175 дней на счастье

22
18
20
22
24
26
28
30

– Я не называл закон причины и следствия справедливым.

– Ты себе противоречишь. Звучит очень справедливо. Что-то сделал – получил результат.

– А если сел в машину, попал в аварию и умер? Причина и следствие. А справедливого мало.

У Лели зазвонил телефон. Он лежал на столе треснутым экраном вверх, поэтому оба без труда увидели, что звонит отец. Леля перевернула телефон и отключила звук.

– Не ответишь?

Леля помотала головой и продолжила прерванный разговор:

– А я вот раньше верила в справедливость. И в то, что все, что ни делается, все к лучшему. Даже когда было, казалось, хуже некуда, в груди сидело это убеждение. Родители орут друг на друга из-за количества детей, я кутаюсь в одеяло и повторяю: все к лучшему. В очередной раз приступ мигрени, от которого ничто не спасает, значит, так нужно. Все к лучшему. А вот недавно я поймала себя на том, что не верю в какую-то жизненную справедливость, в то, что непременно все к лучшему. Так глупо думать, что нас кто-то – жизнь или… Бог – пытается привести к счастью. С нами просто что-то случается – и все. Без всяких там «к лучшему».

– Аж тоскливо стало, – улыбнулся Илья и потянулся на стуле. – Но я в общем-то всегда примерно так мир видел.

– А меня это убивает. Не делает сильнее, понимаешь, а втаптывает, втаптывает, втаптывает… Куча проблем! Но раньше я хоть думала, что это ради чего-то, для моего какого-то будущего счастья. А сейчас это просто проблемы. И я не знаю, для чего их преодолевать, ведь потом будут еще и еще. Просто потому, что жизнь такая, а не из-за какой-то там великой цели. Ни во что не верю. Безверие. Тотальное безверие. Так невозможно жить!

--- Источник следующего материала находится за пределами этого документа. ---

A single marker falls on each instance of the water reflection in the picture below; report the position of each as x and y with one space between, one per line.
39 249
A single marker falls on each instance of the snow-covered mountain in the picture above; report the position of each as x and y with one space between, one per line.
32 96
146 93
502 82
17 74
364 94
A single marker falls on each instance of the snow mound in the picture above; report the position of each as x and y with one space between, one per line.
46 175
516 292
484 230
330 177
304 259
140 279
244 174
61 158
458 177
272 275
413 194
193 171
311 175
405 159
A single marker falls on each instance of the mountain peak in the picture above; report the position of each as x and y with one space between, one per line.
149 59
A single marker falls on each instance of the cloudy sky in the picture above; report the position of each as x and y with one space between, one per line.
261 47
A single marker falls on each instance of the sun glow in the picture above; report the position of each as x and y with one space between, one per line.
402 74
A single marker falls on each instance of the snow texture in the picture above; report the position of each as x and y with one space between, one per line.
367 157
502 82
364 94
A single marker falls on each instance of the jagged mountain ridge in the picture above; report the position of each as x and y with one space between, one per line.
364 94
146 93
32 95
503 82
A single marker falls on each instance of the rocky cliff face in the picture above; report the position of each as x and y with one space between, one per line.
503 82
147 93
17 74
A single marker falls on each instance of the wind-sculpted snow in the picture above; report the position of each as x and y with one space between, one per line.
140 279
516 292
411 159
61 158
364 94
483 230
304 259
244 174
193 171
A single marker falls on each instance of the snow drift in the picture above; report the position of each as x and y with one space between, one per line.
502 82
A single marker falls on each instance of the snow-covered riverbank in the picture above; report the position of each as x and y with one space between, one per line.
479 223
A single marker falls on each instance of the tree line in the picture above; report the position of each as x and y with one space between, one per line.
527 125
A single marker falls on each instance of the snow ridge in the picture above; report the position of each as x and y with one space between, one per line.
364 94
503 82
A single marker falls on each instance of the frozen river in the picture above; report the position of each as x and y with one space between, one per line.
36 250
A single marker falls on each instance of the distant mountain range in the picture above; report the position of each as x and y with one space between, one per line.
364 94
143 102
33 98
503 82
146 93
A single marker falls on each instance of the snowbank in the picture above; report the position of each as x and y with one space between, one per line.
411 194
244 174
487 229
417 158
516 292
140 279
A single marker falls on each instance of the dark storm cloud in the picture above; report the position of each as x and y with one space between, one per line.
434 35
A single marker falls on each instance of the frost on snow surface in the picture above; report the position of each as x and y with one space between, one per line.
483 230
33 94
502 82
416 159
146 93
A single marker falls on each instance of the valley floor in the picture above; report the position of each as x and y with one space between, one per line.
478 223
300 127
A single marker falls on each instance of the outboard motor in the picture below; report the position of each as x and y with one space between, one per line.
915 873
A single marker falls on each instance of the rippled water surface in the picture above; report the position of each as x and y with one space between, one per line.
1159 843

Леля не знала, понимает ее Илья или его глубоко поражает ее неуместная чрезмерная откровенность. Вряд ли их отношения находились на таком уровне, что он готов выслушивать все, в чем она признается. Но иногда одиночество доходит до такой черты, что необходимо просто выговориться, даже если не поймут, потому что держать в себе уже невыносимо.

Илья ничего не ответил. Порылся в карманах школьных брюк, вытащил конфетку и протянул Леле.

– Мне Соня как-то дала. Я забыл и вспомнил вдруг.

Леля подняла уголки губ.

– Сонечка замечательная.

– Это правда, – серьезно сказал Илья.

– Она верит в то, что человек должен прерывать круг зла. Подставлять вторую щеку. И она ведь и впрямь так живет. Как я ей завидую. Она во что-то верит.

– Я вот как думаю, – помолчав, сказал Илья, – каждому человеку нужна какая-то утешительная мысль. По сути, долгое время ею были религия и идея загробной жизни, в которой будет хорошо, если страдал в этой. Но вот утешительная религиозная мысль в наше время уходит на второй план. А людям она по-прежнему нужна, не религия, в смысле, а утешительная мысль. Вот все и ищут, во что верить, чтобы выдерживать трудности. И каждый находит что-то свое. Подгонять всех под одно утешение бесполезно. Кто-то вот, как Сонечка, верит в силу второй щеки. Кто-то в карму, или как она там называется. Кто-то в то, что все к лучшему и имеет замысел. Я вот верю в причину и следствие и в то, что, если приложишь усилия, получишь результат, что все в наших руках. Я поэтому много учусь. Мне нужен результат в будущем. Если ты разочаровалась в одном утешении, тебе нужно обрести другое. Приложить усилия и найти, потому что без опоры жить невозможно.

– «Обрести другое», – передразнив его, протянула Леля, а потом, вдруг став серьезной, вздохнула: – А как? Ни во что не верю. Ни во что!

Илья пожал плечами. Лелин телефон снова завибрировал, она не обратила на него внимания.

– Ты вот в стол веришь? – вдруг спросил Илья. – Или в чашку чая?